Long X, Zhang W, Zhao B, Mo S. J. Adv. Transp. 2021; 2021: e9940126.

Copyright

(Copyright © 2021, Institute for Transportation, Publisher John Wiley and Sons)

DOI

10.1155/2021/9940126

PMID

unavailable

Abstract

Pedestrian detection has always been a research hotspot in the Advanced Driving Assistance System (ADAS) with great progress in recent years. However, for the ADAS, we not only need to detect the behavior of pedestrians in front of the vehicle but also predict future action and the motion trajectory. Therefore, in this paper, we propose a human key point combined optical flow network (KPOF-Net) in the vehicle ADAS for the occlusion situation in the actual scene. When the vehicle encounters a blocked pedestrian at a traffic intersection, we used self-flow to estimate the global optical flow in the image sequence and then proposed a White Edge Cutting (WEC) algorithm to remove obstructions and simply modified the generative adversarial network to initialize pedestrians behind the obstructions. Next, we extracted pedestrian optical flow information and human joint point information in parallel, among which we trained four human key point models suitable for traffic intersections. At last, KPOF-GPDM fusion was proposed to predict the future status and walking trajectories of pedestrians, which combined optical flow information with human key point information. In the experiment, we did not merely compare our method with other four representative approaches in the same scene sequences. We also verified the accuracy of the pedestrian motion state and motion trajectory prediction of the system after fusion of human joint points and optical flow information. Taking into account the real-time performance of the system, in the low-speed and barrier-free environment, the comparative analysis only uses optical flow information, human joint point information, and KPOF-Net three prediction models.
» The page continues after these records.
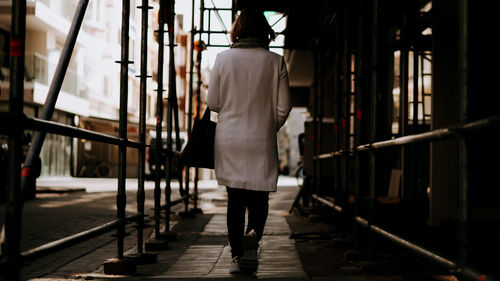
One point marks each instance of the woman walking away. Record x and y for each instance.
(249, 90)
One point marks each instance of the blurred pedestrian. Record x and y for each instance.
(249, 90)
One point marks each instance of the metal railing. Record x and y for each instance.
(349, 149)
(14, 123)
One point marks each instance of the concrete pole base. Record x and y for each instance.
(156, 245)
(143, 258)
(168, 235)
(188, 214)
(196, 211)
(117, 266)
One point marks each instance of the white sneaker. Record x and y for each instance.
(235, 266)
(249, 241)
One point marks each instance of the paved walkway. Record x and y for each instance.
(277, 255)
(201, 250)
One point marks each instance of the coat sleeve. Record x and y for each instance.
(284, 106)
(213, 96)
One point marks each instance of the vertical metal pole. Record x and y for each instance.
(28, 180)
(359, 86)
(198, 92)
(320, 114)
(13, 215)
(190, 98)
(315, 125)
(415, 87)
(171, 98)
(142, 124)
(373, 103)
(159, 119)
(346, 63)
(122, 149)
(463, 181)
(403, 98)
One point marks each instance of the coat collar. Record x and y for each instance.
(249, 42)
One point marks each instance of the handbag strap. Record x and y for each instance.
(206, 115)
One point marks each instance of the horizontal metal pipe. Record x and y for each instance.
(468, 273)
(327, 203)
(227, 45)
(175, 202)
(62, 129)
(434, 135)
(74, 239)
(329, 155)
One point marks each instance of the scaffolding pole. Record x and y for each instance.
(13, 213)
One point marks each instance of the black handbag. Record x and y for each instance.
(199, 150)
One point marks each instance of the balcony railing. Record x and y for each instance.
(39, 69)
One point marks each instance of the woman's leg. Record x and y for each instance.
(236, 208)
(258, 207)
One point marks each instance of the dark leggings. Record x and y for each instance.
(257, 203)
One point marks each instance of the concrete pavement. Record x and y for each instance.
(319, 249)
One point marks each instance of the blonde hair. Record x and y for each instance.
(252, 23)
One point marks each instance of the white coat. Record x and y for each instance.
(249, 89)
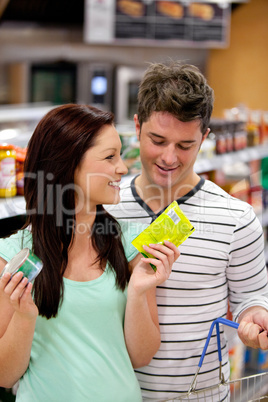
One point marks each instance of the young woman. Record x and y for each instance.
(90, 316)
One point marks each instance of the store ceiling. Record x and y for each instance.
(47, 12)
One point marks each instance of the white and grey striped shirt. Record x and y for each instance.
(222, 261)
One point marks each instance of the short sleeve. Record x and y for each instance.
(11, 245)
(130, 230)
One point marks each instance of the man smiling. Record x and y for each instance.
(221, 263)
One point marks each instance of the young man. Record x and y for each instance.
(221, 262)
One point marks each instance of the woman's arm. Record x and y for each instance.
(142, 332)
(18, 316)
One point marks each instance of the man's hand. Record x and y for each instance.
(253, 327)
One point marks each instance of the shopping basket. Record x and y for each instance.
(246, 389)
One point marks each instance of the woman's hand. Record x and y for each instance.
(144, 277)
(17, 292)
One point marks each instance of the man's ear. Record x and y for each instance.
(137, 126)
(205, 135)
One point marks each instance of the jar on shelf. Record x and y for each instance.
(252, 135)
(20, 159)
(7, 171)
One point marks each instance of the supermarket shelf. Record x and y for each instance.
(245, 155)
(10, 207)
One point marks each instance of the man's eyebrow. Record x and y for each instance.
(108, 149)
(164, 138)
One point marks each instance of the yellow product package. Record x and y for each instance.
(171, 225)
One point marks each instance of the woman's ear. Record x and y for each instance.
(137, 126)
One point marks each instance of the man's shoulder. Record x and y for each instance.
(214, 194)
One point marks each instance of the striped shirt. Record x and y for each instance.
(222, 261)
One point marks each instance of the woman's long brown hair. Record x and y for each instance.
(55, 150)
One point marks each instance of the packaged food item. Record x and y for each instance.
(24, 261)
(7, 171)
(20, 159)
(171, 225)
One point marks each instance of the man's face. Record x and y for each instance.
(168, 150)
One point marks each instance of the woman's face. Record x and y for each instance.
(98, 176)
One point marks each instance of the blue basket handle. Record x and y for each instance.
(216, 322)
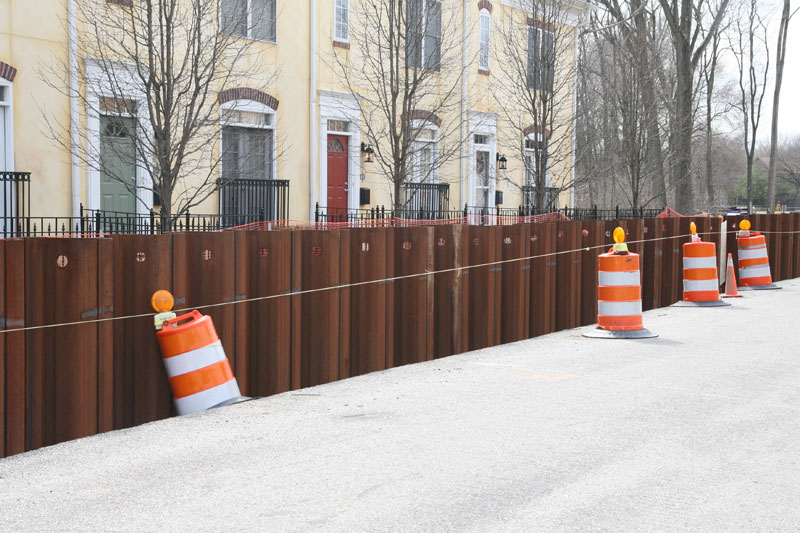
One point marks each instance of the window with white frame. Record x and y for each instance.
(541, 59)
(424, 153)
(341, 20)
(536, 149)
(424, 34)
(486, 26)
(253, 19)
(248, 144)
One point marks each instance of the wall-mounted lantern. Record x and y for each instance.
(501, 161)
(367, 149)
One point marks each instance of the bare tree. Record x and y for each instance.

The results show that (1) in the same traffic environment, our proposed KPOF-Net can predict the change of pedestrian motion state about 5 frames (about 0.26 s) ahead of other excellent systems; (2) at the same time, our system predicts the trajectory of the pedestrian more accurately than the other four systems, which can achieve more stable minimum error ±0.04 m; (3) in a low-speed, barrier-free experimental environment, our proposed trajectory prediction model that integrates human joint points and optical flow information has higher prediction accuracy and smaller fluctuations than a single-information prediction model, and it can be well applied to automobiles' ADAS.